Drug effects on intracellular mycobacteria determined by mass spectrometric analysis of the Na(+)-to-K+ ratios of individual bacterial organisms

The successful establishment of a drug screening system for intracellular cultivable and noncultivable mycobacteria based on the mass spectrometric determination of bacterial viability is described. To compare drug efficacies on intra- and extracellular mycobacteria, the mycobacteria were subjected to drug treatment either after phagocytosis by the mouse macrophage cell line RAW 264.7 or in cell-free medium. After reisolation, their viability was monitored by analyzing the intrabacterial sodium-to-potassium ratios for a limited number of individual organisms.
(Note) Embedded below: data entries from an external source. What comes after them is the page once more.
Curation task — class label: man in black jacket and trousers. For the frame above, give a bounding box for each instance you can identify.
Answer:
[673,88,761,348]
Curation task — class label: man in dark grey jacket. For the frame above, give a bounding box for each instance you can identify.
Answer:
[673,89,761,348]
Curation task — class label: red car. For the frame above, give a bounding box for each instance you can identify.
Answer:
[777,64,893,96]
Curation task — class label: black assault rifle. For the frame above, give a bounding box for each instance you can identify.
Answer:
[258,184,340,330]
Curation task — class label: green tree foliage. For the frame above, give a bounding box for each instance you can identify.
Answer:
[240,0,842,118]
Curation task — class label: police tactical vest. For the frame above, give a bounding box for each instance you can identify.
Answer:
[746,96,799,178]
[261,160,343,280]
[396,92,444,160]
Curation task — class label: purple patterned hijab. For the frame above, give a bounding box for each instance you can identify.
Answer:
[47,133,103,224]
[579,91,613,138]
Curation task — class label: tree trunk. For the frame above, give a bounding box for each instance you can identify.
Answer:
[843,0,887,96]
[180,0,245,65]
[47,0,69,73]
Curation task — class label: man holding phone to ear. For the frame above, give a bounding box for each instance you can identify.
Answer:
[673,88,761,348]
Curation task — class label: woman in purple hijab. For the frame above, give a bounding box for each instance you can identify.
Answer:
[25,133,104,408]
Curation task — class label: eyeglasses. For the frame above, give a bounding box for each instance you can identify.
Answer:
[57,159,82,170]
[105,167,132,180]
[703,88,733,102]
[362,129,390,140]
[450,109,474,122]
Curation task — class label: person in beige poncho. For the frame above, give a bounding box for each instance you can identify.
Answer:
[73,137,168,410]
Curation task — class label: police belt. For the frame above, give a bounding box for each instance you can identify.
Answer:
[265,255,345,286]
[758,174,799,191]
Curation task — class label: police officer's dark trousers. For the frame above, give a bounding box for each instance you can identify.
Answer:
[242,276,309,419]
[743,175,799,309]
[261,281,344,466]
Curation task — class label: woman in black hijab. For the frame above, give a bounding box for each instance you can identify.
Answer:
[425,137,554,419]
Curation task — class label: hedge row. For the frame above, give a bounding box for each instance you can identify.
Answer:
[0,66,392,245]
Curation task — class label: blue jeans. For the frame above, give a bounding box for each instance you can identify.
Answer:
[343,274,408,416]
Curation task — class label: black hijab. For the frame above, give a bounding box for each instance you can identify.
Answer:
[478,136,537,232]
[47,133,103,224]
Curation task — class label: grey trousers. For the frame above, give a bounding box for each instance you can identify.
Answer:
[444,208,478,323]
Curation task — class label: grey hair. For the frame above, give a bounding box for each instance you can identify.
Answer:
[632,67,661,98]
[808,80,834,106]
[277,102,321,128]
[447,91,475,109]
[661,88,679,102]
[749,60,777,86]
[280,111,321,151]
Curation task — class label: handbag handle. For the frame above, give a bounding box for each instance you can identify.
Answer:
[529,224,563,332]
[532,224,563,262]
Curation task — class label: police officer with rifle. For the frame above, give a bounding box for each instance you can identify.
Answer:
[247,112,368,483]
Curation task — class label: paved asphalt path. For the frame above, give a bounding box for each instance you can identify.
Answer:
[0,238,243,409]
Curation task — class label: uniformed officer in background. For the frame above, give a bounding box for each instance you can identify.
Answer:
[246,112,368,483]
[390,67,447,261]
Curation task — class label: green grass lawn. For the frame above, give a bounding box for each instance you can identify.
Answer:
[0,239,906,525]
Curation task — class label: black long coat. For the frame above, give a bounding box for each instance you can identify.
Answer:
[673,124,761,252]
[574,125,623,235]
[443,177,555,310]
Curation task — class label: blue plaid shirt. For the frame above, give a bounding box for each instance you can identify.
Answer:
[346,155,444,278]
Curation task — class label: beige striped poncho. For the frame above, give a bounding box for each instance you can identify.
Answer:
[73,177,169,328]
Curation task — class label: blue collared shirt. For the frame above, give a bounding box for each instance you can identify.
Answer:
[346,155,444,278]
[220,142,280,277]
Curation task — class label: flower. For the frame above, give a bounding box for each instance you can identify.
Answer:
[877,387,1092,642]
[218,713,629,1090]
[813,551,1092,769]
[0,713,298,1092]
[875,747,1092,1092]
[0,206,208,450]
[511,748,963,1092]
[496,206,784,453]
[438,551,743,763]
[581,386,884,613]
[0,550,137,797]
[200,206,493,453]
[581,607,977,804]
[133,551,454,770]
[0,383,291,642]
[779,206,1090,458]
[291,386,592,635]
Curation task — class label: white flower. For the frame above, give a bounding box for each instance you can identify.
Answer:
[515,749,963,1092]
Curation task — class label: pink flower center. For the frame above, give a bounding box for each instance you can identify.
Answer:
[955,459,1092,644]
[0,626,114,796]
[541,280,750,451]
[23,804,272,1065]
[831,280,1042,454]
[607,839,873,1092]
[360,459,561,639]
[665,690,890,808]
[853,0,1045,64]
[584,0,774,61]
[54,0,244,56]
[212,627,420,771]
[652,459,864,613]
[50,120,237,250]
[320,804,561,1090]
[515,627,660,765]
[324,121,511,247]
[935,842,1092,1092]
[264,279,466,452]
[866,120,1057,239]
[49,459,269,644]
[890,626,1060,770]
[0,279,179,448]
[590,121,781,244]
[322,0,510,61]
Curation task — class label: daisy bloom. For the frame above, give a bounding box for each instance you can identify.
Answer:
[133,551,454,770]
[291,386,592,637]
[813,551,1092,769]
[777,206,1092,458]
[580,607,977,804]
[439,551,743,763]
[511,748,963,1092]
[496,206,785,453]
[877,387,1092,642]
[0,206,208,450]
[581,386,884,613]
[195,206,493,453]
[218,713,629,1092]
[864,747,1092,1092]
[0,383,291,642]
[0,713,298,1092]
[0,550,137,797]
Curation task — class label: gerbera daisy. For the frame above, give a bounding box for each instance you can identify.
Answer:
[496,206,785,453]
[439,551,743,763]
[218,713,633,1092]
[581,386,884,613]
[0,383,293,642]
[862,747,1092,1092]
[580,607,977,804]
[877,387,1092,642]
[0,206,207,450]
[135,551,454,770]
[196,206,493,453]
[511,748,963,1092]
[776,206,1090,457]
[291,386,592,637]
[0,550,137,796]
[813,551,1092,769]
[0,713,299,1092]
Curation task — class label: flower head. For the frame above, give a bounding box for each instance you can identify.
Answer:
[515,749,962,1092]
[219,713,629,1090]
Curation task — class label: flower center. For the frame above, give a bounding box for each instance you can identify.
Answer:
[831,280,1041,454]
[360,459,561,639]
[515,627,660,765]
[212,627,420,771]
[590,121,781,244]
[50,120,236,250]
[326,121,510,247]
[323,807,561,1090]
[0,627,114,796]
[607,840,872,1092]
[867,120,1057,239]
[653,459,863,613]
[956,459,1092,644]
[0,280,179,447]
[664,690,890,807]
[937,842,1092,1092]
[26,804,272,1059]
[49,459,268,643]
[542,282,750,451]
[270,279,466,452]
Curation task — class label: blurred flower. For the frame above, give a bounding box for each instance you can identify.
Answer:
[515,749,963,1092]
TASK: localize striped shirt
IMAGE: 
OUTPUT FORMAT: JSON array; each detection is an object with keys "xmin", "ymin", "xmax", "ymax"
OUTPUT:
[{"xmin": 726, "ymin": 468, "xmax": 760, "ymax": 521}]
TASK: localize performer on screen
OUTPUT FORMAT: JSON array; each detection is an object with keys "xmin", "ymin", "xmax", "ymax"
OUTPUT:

This approach offers a reliable and quick tool for monitoring the influence of intracellular growth and of additional permeation barriers on intracellular drug efficacy and will thus provide useful information for the rational development and testing of optimized antimycobacterial drugs. In particular, the methodology is applicable to the noncultivable species Mycobacterium leprae, because the mass spectrometric analysis of the intrabacterial sodium-to-potassium ratio allows the determination of bacterial viability independent from their ability to multiply in vitro. Because of the improved metabolic activity of intracellularly growing M. leprae compared with that of extracellularly growing M. leprae, the spectrum of antileprosy drugs that can be tested in vitro could even be extended to those interfering with DNA replication and cell division.